This isn't just another auto-grader. This multi-agent system represents a paradigm shift in technical evaluation, combining cutting-edge AI with distributed systems engineered to create an evaluation pipeline that's both intelligent and massively scalable. What makes it revolutionary? It doesn't just check the positive or negatives of a submission – it evaluates on different dimensions - innovation, user experience, scalability potential, and business viability through a sophisticated multi-agent AI system that processes multi-modal data - text, video, and code simultaneously.

The Pain Points

Multi-Modal Assessment Gap: Most evaluation systems focus solely on code. This system recognizes that modern submissions include video pitches, documentation, and architectural decisions that all contribute to project quality.
Scale vs. Quality Dilemma: Manual review provides quality but doesn't scale. Automated testing scales but lacks nuance. The evaluation system achieves both through AI-powered multi-agent orchestration.
Consistency Challenge: Different evaluators bring different biases (including human biases) and standards. The AI agents apply consistent rubrics across thousands of submissions.
Explainability Requirements: Black-box scoring undermines trust. VibeCodingEval provides detailed rationale for every score, making the evaluation process transparent.

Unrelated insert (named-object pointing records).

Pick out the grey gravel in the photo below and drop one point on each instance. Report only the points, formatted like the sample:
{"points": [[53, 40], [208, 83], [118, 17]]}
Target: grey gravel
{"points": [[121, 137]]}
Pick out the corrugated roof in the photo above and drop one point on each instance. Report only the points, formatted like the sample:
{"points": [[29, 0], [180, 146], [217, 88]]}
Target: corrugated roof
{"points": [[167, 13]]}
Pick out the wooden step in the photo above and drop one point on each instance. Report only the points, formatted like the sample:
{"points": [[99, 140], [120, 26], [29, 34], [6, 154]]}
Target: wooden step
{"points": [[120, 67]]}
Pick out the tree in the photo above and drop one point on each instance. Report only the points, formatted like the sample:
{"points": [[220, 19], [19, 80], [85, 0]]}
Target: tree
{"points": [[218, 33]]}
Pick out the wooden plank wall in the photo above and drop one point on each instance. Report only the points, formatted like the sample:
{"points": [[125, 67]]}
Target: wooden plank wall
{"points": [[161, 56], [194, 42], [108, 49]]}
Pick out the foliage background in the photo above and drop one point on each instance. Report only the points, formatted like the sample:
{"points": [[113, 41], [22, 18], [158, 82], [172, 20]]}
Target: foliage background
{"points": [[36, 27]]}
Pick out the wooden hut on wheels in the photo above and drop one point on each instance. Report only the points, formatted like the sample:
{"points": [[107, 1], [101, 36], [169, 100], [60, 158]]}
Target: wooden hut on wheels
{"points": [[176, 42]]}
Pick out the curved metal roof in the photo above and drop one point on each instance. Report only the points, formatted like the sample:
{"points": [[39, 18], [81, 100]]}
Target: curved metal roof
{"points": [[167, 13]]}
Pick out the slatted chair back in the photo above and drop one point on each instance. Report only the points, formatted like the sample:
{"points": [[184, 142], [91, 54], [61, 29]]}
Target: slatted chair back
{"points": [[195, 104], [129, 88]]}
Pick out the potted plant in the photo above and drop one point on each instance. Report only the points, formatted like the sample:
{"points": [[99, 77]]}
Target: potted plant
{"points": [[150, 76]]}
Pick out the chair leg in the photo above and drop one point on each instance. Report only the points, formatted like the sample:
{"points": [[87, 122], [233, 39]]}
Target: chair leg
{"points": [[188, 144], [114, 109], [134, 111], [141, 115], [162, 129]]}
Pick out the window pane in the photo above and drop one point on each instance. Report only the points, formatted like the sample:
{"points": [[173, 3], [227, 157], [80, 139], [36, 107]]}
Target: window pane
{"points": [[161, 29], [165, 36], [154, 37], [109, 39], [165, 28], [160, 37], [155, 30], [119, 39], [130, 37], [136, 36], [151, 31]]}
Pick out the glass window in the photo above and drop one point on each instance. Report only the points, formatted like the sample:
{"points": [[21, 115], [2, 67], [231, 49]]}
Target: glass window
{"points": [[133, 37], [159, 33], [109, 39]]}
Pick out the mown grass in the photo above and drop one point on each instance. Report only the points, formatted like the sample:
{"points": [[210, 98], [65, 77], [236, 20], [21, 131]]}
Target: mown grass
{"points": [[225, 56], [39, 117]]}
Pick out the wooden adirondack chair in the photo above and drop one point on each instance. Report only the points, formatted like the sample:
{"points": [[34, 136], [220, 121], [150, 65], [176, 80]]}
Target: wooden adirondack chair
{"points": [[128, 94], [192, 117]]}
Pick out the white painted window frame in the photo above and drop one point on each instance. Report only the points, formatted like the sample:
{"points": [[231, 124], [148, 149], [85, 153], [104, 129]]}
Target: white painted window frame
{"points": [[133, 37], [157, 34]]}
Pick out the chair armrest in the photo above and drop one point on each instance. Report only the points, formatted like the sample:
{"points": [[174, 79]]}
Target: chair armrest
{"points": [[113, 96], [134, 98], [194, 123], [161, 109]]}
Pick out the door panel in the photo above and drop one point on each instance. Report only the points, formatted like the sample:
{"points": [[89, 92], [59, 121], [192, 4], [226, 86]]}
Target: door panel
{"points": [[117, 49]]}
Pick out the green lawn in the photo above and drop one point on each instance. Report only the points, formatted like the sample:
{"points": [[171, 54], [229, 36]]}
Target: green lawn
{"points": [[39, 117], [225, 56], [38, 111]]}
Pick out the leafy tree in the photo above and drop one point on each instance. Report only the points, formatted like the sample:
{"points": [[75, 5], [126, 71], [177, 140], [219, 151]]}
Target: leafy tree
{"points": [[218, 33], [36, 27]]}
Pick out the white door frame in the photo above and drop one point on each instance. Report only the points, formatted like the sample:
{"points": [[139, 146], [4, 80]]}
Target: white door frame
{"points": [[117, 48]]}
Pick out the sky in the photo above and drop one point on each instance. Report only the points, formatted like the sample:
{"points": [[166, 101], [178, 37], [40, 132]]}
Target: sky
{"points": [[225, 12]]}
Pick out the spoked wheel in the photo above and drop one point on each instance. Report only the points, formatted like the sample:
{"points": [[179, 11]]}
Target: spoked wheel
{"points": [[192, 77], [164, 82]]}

If you've ever wondered how to build an evaluation system that can handle enterprise-scale events while maintaining nuanced, human-like assessment capabilities, this deep dive into VibeCodingEval's architecture will show you exactly how it's done.

Deep Dive: Architecture and Technical Excellence

System Architecture Overview

The evaluation system employs a sophisticated multi-tier architecture that separates concerns elegantly:

Core Components Deep Dive

1. Input Processing Pipeline (process_inputs.py)

The input processing pipeline is the piece of engineering that handles multi-modal data extraction:

Text Extraction: Supports multiple document formats (PDF, PPTX, TXT, XLSX, CSV etc.) through a unified TextExtractor interface. The system intelligently handles encoding issues and format-specific quirks.

Video Transcription: Leverages ffmpeg and OpenAI's Whisper model for accurate speech-to-text conversion. The transcripts are sanitized to remove non-ASCII characters and normalized for consistent processing.

Repository Analysis: The RepoMetadataExtractor performs sophisticated code analysis:

Builds directory trees with file counts
Identifies programming languages used
Locates key configuration files (Dockerfile, requirements.txt, etc.)
Calculates lines of code metrics
Detects CI/CD configurations
Handles both local and S3-hosted repositories

# Example of the sophisticated metadata extraction
metadata = {
    "total_files": 245,
    "total_loc": 15420,
    "languages": {
        "python": 8500,
        "javascript": 4200,
        "html": 1500,
        "css": 1220
    },
    "test_dirs": 3,
    "ci_cd_present": True,
    "dir_tree_with_file_count": {...}
}

2. Database Architecture (eval_database.py)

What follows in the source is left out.